Inspired by what they saw, Liu and Chen blended Western-style fauvism and cubism with Chinese ink-painting methods to cultivate the hallmark Nanyang style.
Unlike their lyrical paintings which cross boundaries and borrow from the best of both worlds, director Alec Tok's take on their history is not as much poetry in motion as it is a pop song.
The 70-minute musical succeeds by sticking firmly to the genre's conventions. It is a sturdily wrought, vigorous narrative, backed by soaring melodies, fleet-footed dance routines and an array of flutes, violins, drums and guitars.
The show's soundtrack is its anchor, from the big, brassy belt-along numbers to the small intimate ballads of yearning crooned by its winsome young leads. Each bears the unmistakable stamp of Mandopop songwriting duo Eric Ng and Xiaohan, famous for churning out radio hits, while the music arrangements by Singaporean music maestro Goh Kheng Long are taut and polished.
The play centres on painter Chen Kang, played by an energetic, fresh-faced Roy Huang, who falls for Li Ying (Seong Hui Xuan) at the Xinhua Academy of Fine Arts.
But his affection is unrequited as she falls instead for their teacher, Zhang Wen (Trev Neo). His character is based loosely on Georgette Chen's first husband, Eugene Chen, who died in 1944 while held in internment by the Japanese.
The story then traces Chen and Li's lives as they meet again in Paris, before Chen's detour to Bali, then finally in Singapore.
Special mention goes to Neo, who plays the morally upstanding Zhang with gravitas, but with baleful notes of internal conflict as we learn that he is in fact married with a child to Nini (Malay singer Aisyah Aziz), his Balinese wife.
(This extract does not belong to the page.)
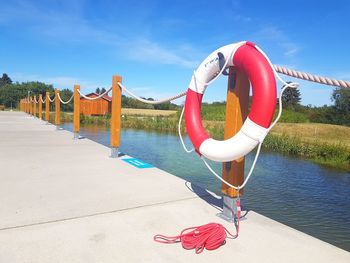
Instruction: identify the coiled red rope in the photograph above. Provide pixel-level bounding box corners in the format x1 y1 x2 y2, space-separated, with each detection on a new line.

One of the show's highlights is an English-Mandarin duet by actress Andrea Xing and Aisyah, whose ringing soprano voice, redolent of longing, seems to fill the whole theatre.
Xing is also memorable as the sharp-tongued but compassionate female artist Yue Ping. Her partner in the show, Dennis Heng, who plays Chen's friend Ren Hao, is unfortunately undone by poor articulation, especially stark in a cringe-worthy scene when he proposes to Yue.
The set by designer Izmir Ickbal transports the audience through time and location with the creative use of electronic panels that flash us through history.
Tok also makes full use of the impressive chorus and dancers to dress up the milieu for his characters.
At a train station in Nazi-occupied Paris, they are commuters lined up in the freezing cold. On the sunny fields of Bali, they are the swaying dancers who inspire the artists.
The show also delves deeper at times, asking if art is an indulgence and worth fighting for in times of duress, or if it is the ultimate struggle against oppression.
At one point, Neo's character sings: "Gun-shaft or paint brush, which is tougher?"
In a year filled with retrospective works that revisit history (for example, The LKY Musical), Nanyang: The Musical is a show more concerned with telling a story the good old-fashioned way through a rich and rousing tapestry of song and dance.